Setting this property to false will read the contents of the body directly from the TransportRequest. However, [b]when this setting is enabled, the payload can only be read once[b]. This means that any endpoint mappings or interceptors which are based on the message payload (such as the PayloadRootQNameEndpointMapping, the PayloadValidatingInterceptor, or the PayloadLoggingInterceptor) cannot be used. Instead, use an endpoint mapping that does not consume the payload (i.e. the SoapActionEndpointMapping).
So in your application context, instead of defining:
you can now define:
<bean id="messageContextFactory" class="org.springframework.ws.soap.saaj.SaajSoapMessageContextFactory"/>
to get that extra bit of performance.
<bean id="messageContextFactory" class="org.springframework.ws.soap.axiom.AxiomSoapMessageContextFactory">
<property name="payloadCaching" value="false"/>
Now, I also did some benchmarks to test the performance of this improvement. I deployed the SWS app with JIBX marshalling on a dual 3Ghz Xeon, running Java 5 and the Resin app server. I then used the apache bench (ab) tool to send a 68k soap request 2000 times, using 200 concurrent threads. Obviously, performance tricks like these only make sense with larger messages. Note that, because we use a marshaller, we read the entire payload. Things are very different when you only read a part of it.
I ran three tests, one for each context factory setting. Here are the highlights:
SaajSoapMessageContextFactory with SAAJ 1.3
Requests per second: 34.35 [#/sec] (mean)
Time per request: 5821.728 [ms] (mean)
Time per request: 29.109 [ms] (mean, across all concurrent requests)
Transfer rate: 3.52 [Kbytes/sec] received
AxiomSoapMessageContextFactory with payload caching
Requests per second: 31.02 [#/sec] (mean)
Time per request: 6448.146 [ms] (mean)
Time per request: 32.241 [ms] (mean, across all concurrent requests)
Transfer rate: 3.18 [Kbytes/sec] received
AxiomSoapMessageContextFactory without payload caching
Requests per second: 182.22 [#/sec] (mean)
Time per request: 1097.548 [ms] (mean)
Time per request: 5.488 [ms] (mean, across all concurrent requests)
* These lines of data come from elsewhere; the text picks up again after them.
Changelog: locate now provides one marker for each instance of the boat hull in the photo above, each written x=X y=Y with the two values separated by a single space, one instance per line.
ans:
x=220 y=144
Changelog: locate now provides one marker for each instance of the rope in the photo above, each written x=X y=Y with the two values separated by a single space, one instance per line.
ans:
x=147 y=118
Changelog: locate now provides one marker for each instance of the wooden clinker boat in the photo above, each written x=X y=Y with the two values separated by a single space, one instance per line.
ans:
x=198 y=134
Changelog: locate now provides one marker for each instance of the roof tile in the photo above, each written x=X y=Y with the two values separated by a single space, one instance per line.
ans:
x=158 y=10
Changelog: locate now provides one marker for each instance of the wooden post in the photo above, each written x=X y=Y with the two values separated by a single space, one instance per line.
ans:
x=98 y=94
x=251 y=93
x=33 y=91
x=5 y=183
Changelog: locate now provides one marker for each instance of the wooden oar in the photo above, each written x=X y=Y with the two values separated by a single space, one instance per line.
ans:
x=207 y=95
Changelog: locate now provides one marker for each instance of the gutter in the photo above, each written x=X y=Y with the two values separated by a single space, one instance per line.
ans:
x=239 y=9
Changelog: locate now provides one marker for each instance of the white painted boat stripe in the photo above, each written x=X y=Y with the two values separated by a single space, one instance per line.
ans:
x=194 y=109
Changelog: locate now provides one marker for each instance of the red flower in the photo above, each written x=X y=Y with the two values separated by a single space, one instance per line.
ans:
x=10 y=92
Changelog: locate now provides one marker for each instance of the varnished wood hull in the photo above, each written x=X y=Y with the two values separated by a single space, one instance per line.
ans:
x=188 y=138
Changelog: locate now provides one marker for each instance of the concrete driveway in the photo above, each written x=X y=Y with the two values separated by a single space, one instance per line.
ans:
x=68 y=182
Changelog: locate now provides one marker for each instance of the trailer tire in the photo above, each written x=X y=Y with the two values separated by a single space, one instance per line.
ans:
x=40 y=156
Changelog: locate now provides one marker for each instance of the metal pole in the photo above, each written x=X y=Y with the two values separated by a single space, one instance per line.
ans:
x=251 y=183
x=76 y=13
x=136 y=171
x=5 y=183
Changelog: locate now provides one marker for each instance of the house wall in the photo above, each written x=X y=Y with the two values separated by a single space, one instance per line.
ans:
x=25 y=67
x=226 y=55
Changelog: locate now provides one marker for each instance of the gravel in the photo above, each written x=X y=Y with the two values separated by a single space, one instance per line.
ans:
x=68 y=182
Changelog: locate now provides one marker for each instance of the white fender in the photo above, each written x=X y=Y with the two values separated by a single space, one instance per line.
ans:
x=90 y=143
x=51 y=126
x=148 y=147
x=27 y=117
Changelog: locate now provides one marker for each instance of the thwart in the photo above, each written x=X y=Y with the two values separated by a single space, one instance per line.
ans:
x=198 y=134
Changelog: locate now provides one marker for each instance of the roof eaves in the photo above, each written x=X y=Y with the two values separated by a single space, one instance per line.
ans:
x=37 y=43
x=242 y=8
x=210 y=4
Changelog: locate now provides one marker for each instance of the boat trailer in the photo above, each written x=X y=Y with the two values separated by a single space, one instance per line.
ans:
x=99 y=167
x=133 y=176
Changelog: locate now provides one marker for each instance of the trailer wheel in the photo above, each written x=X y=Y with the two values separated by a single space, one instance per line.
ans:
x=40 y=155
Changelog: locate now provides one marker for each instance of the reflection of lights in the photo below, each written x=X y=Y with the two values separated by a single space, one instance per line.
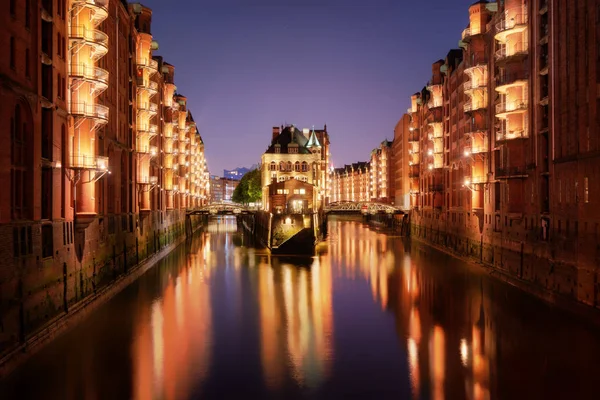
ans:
x=464 y=352
x=413 y=364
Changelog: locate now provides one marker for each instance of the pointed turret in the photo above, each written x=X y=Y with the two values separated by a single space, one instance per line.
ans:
x=312 y=140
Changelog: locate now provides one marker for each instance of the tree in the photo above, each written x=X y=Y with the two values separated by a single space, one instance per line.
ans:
x=249 y=190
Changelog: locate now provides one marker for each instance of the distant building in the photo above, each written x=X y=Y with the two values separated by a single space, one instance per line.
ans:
x=221 y=188
x=351 y=182
x=236 y=174
x=382 y=178
x=297 y=154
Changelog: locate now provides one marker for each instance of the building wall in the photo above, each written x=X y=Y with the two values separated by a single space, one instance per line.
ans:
x=520 y=145
x=401 y=169
x=82 y=207
x=351 y=183
x=381 y=168
x=272 y=170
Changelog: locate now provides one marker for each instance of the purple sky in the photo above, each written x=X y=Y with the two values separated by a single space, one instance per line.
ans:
x=248 y=65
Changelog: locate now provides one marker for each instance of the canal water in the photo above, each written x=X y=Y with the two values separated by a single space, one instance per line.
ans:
x=372 y=316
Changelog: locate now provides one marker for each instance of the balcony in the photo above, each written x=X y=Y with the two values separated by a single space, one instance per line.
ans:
x=516 y=51
x=505 y=108
x=511 y=173
x=474 y=105
x=151 y=130
x=148 y=107
x=476 y=149
x=148 y=180
x=97 y=112
x=507 y=81
x=98 y=11
x=94 y=75
x=509 y=25
x=470 y=86
x=505 y=134
x=466 y=34
x=433 y=104
x=476 y=63
x=150 y=86
x=83 y=36
x=81 y=161
x=148 y=63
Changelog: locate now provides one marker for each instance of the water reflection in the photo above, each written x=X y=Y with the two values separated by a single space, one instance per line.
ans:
x=172 y=337
x=371 y=316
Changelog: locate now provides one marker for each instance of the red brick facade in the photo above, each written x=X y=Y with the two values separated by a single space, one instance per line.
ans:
x=92 y=185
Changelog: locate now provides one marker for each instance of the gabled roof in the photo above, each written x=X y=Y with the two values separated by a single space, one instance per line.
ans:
x=289 y=134
x=313 y=141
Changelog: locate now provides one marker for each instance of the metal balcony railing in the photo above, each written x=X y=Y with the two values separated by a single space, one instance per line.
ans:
x=466 y=33
x=82 y=161
x=474 y=85
x=520 y=48
x=89 y=73
x=94 y=111
x=93 y=37
x=99 y=11
x=511 y=172
x=148 y=180
x=506 y=107
x=148 y=63
x=473 y=105
x=507 y=79
x=504 y=134
x=512 y=22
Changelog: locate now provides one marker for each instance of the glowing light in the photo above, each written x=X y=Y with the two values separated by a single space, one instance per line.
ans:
x=464 y=352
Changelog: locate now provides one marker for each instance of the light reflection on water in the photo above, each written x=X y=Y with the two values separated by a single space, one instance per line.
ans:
x=370 y=316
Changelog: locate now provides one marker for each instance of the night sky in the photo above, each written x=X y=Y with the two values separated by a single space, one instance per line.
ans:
x=248 y=65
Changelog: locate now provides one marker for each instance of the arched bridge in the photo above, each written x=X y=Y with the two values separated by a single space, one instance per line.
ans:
x=363 y=207
x=221 y=209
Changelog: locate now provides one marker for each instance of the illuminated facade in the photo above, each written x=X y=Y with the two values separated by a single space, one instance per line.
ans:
x=403 y=153
x=297 y=154
x=506 y=167
x=87 y=116
x=351 y=182
x=382 y=169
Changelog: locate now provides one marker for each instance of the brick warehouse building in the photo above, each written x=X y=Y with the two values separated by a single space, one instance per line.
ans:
x=351 y=182
x=102 y=155
x=504 y=144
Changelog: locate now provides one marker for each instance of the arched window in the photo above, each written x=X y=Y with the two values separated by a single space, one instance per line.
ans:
x=21 y=182
x=124 y=184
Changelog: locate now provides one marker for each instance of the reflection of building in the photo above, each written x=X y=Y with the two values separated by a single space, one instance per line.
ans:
x=351 y=183
x=403 y=166
x=236 y=174
x=291 y=197
x=296 y=322
x=382 y=178
x=83 y=94
x=505 y=160
x=176 y=325
x=221 y=189
x=301 y=155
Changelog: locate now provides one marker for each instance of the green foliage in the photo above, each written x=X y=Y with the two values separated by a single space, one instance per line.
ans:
x=249 y=190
Transfer rate: 18.68 [Kbytes/sec] received
Quite a drastic increase :-)
In conclusion, here are some best practices regarding message contexts:
- If you require attachment (SwA) support on the server side, use the SaajSoapMessageContextFactory. Axiom does not support adding SwA attachments.
- If you need to read the payload multiple times from the message, use the SaajSoapMessageContextFactory. Axiom is actually slower, though not by far.
- If you only read a part of a big payload using SAX or StAX (multiple times or not), use the AxiomSoapMessageContextFactory, with payload caching. Obviously Axiom does not cache what it does not read.
- If you only want to read the payload once (completely or not), use the AxiomSoapMessageContextFactory, without payload caching.
Since this is only a configuration option, you can play around with it during development time (to have more logging, for instance), and change it when deploying. After all, it does not require any code change.